For more sophisticated (but at this time, only sporadically
commented/documented) use cases, see the various CLI C source files in the `app`
directory such as `app/serialize.c`.

## Creating your own extension

You can extend `zsv` by providing a pre-compiled shared or static library that
defines the functions specified in `extension_template.h` and which `zsv` loads
in one of three ways:

- as a static library that is statically linked at compile time
- as a dynamic library that is linked at compile time and located in any library
  search path
- as a dynamic library that is located in the same folder as the `zsv`
  executable and loaded at runtime if/as/when the custom mode is invoked

### Example and template

You can build and run a sample extension by running `make test` from
`app/ext_example`.

The easiest way to implement your own extension is to copy and customize the
template files in [app/ext_template](app/ext_template/README.md)
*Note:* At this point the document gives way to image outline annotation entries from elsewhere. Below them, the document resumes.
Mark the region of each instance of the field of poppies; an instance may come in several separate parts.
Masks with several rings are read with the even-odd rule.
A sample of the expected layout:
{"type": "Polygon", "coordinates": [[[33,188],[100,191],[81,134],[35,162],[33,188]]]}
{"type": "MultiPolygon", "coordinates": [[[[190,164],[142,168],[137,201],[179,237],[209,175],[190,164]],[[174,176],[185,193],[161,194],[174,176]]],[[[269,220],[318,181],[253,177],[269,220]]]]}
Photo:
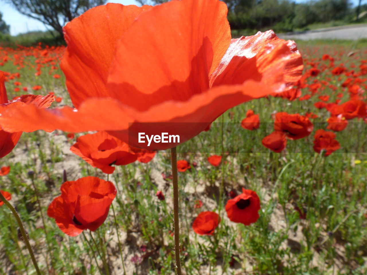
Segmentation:
{"type": "MultiPolygon", "coordinates": [[[[140,22],[155,23],[145,14],[147,19],[140,22]]],[[[0,200],[0,274],[181,274],[175,261],[179,252],[185,274],[367,273],[366,41],[296,41],[304,68],[300,78],[299,65],[293,74],[281,78],[286,80],[282,91],[275,88],[277,72],[298,64],[299,54],[271,32],[257,34],[254,41],[268,40],[263,43],[267,53],[258,58],[258,71],[251,77],[266,83],[269,90],[251,82],[247,89],[252,87],[258,96],[214,114],[210,124],[179,121],[182,136],[195,127],[200,133],[190,134],[192,138],[177,149],[156,143],[149,150],[138,148],[131,137],[142,129],[138,123],[129,129],[128,144],[122,131],[105,126],[119,125],[126,115],[112,100],[97,104],[86,99],[83,89],[96,89],[93,96],[106,97],[97,79],[103,73],[93,74],[88,63],[89,61],[77,60],[83,49],[73,44],[75,29],[65,29],[66,50],[40,43],[0,46],[0,190],[7,200],[7,205],[0,200]],[[272,43],[276,47],[267,44],[272,43]],[[287,47],[293,51],[281,60],[272,52],[277,49],[285,56],[287,47]],[[277,72],[272,67],[267,74],[273,63],[277,72]],[[83,78],[82,72],[90,74],[83,78]],[[73,105],[77,111],[49,110],[73,105]],[[106,106],[116,110],[116,117],[106,106]],[[77,116],[86,113],[90,116],[77,116]],[[70,123],[73,118],[79,120],[70,123]],[[108,131],[89,131],[86,125],[108,131]],[[177,178],[178,201],[172,197],[177,178]]],[[[135,48],[120,42],[124,51],[135,48]]],[[[263,52],[256,48],[251,50],[263,52]]],[[[131,57],[123,55],[115,58],[130,64],[131,57]]],[[[102,70],[105,64],[100,64],[94,69],[102,70]]],[[[237,69],[244,70],[241,66],[237,69]]],[[[132,82],[134,67],[126,72],[132,82]]],[[[108,77],[115,80],[112,87],[138,100],[136,110],[145,111],[147,104],[161,100],[159,95],[134,91],[115,69],[108,77]],[[118,77],[122,84],[116,84],[118,77]]],[[[239,84],[228,77],[233,72],[211,73],[217,74],[210,84],[212,93],[225,85],[217,87],[216,81],[239,84]]],[[[158,85],[158,75],[152,87],[158,85]]],[[[149,88],[144,81],[149,77],[136,86],[149,88]]],[[[191,87],[187,82],[172,85],[191,87]]],[[[222,99],[211,108],[235,100],[222,99]]],[[[142,121],[132,106],[127,113],[142,121]]],[[[176,111],[165,106],[166,115],[176,111]]],[[[174,120],[164,125],[171,127],[174,120]]]]}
## Possible enhancements and related developments

- optimize search; add search with hyperscan or re2 regex matching, possibly
  parallelize?
- optional OpenMP or other multi-threading for row processing
- auto-generated documentation, and better documentation in general
- Additional benchmarking. Would be great to use
  <https://bitbucket.org/ewanhiggs/csv-game/src/master/> as a springboard to
  benchmarking a number of various tasks
- encoding conversion e.g. UTF16 to UTF8

## Contribute

- [Fork](https://github.com/liquidaty/zsv/fork) the project.
- Check out the latest [`main`](https://github.com/liquidaty/zsv/tree/main)
  branch.
- Create a feature or bugfix branch from `main`.
- Update your required changes.
- Make sure to run `clang-format` (version 15 or later) for C source updates.
- Commit and push your changes.
- Submit the PR.

## License

[MIT](https://github.com/liquidaty/zsv/blob/master/LICENSE)

The zsv CLI uses some permissively-licensed third-party libraries.
See [misc/THIRDPARTY.md](misc/THIRDPARTY.md) for details.